Protect Our Future’s candidate selection criteria aren’t as transparent as Flynn’s comments would suggest. Both Protect Our Future and Guarding Against Pandemics have endorsed Ritchie Torres (D-N.Y.), who, in addition to being an advocate for pandemic prevention, has become a pro-crypto voice within the Democratic Party. (Neither group has spent any money to support Torres, who is running unopposed in New York’s 15th Congressional District.) Protect Our Future also spent over $1 million to support incumbent Democratic Shontel Brown’s successful campaign against progressive challenger Nina Turner in Ohio’s 11th Congressional District, despite the fact Brown has not been a leading voice on pandemic preparedness.

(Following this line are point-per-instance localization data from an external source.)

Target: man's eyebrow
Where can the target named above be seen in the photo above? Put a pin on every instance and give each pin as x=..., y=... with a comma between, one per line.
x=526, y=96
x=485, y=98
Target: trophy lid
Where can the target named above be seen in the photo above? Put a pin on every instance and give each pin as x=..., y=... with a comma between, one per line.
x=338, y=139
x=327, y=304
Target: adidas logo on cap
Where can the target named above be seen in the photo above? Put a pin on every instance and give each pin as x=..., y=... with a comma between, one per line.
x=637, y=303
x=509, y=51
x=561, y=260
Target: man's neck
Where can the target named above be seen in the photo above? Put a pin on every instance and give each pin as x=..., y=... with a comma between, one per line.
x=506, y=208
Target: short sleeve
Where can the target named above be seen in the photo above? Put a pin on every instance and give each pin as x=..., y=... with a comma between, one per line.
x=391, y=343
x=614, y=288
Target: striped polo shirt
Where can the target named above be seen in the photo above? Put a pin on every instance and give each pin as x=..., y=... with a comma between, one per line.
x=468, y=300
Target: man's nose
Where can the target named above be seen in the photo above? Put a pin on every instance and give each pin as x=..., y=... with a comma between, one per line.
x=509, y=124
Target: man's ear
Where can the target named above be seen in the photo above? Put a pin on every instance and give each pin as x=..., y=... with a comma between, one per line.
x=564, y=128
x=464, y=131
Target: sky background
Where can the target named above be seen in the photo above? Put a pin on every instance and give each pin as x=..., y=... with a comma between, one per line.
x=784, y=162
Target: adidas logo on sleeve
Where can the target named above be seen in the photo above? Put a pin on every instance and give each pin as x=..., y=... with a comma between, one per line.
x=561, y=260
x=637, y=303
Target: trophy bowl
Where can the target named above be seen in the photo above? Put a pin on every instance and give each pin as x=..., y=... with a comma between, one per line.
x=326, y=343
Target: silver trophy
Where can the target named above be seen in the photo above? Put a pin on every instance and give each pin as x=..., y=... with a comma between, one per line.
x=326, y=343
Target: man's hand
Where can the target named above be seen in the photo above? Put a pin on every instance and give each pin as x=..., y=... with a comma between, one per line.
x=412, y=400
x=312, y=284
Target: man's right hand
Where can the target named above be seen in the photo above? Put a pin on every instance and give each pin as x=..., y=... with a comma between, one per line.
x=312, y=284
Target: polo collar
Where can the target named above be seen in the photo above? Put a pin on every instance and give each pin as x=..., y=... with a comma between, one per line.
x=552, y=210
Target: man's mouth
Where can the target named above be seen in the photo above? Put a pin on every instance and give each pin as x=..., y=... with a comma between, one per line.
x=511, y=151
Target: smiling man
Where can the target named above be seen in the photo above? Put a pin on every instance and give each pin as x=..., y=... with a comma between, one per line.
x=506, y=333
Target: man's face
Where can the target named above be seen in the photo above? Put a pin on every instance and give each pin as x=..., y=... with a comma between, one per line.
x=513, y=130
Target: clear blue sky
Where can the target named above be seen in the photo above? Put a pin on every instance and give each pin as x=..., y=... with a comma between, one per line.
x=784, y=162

“There are a number of factors that go into our endorsements, including voting history, policy platforms, viability as a candidate, and public service and professional experience — but first and foremost, a commitment to supporting more federal funding for pandemic prevention and leadership on issues that will help prevent or mitigate the consequences of a future pandemic,” said Michael Sadowsky, the president of Protect Our Future, in a statement.

For his part, Flynn says that he agrees with his critics that campaign finance is in serious need of an overhaul and says he would support a campaign finance reform bill if elected.

“My feelings on campaign finance reform before getting involved in politics were that it was really important and that it [was] not well done. Having seen it up close, it is so much worse than I expected,” says Flynn. “All I can do is work within the domain of influence that I have and try and use that as best I can to get a good outcome.”

Gabe Bankman-Fried’s message to skeptics of his brother’s true political motives? Wait and see.

“I think over time, people will see that … what you see is what you get,” he says. “[Sam] is in the digital asset space to be a successful business person to make a lot of money to donate it to prevent pandemics as well as other issues he cares about. That’s always [been] his primary driver. That’s always been my primary driver.”

Ten years after its publication, Parfit’s “hinge of history” thesis appears to have found an analog in contemporary American politics. On both the left and the right, Americans feel that they are living through a uniquely dangerous moment in the country’s history, one in which the hinge of history appears to be pointing in the wrong direction.

Flynn, however, remains confident that even a small number of lawmakers, armed with the ideas of effective altruism, can bend the hinge away from destruction and back toward flourishing.

“[Congress] has so much influence over so much of the economy [and] so much of foreign affairs that if you can be good on the margin — if you can be that little voice — that can be huge,” says Flynn. It’s just a matter of “working with the chaos to try and find these opportunities as they arise.”

CORRECTION: An earlier version of this article misstated the relationship between the 2021 report on pandemic preparedness Flynn helped draft and a $65.3 billion budget for federal spending to prevent pandemics. An earlier version also misstated the cost of the pandemic preparedness plan. It is $65.3 billion. It has also been updated to correct who runs Open Philanthropy.

CLARIFICATION: This article has been updated to clarify GiveWell's affiliation with the effective altruism movement.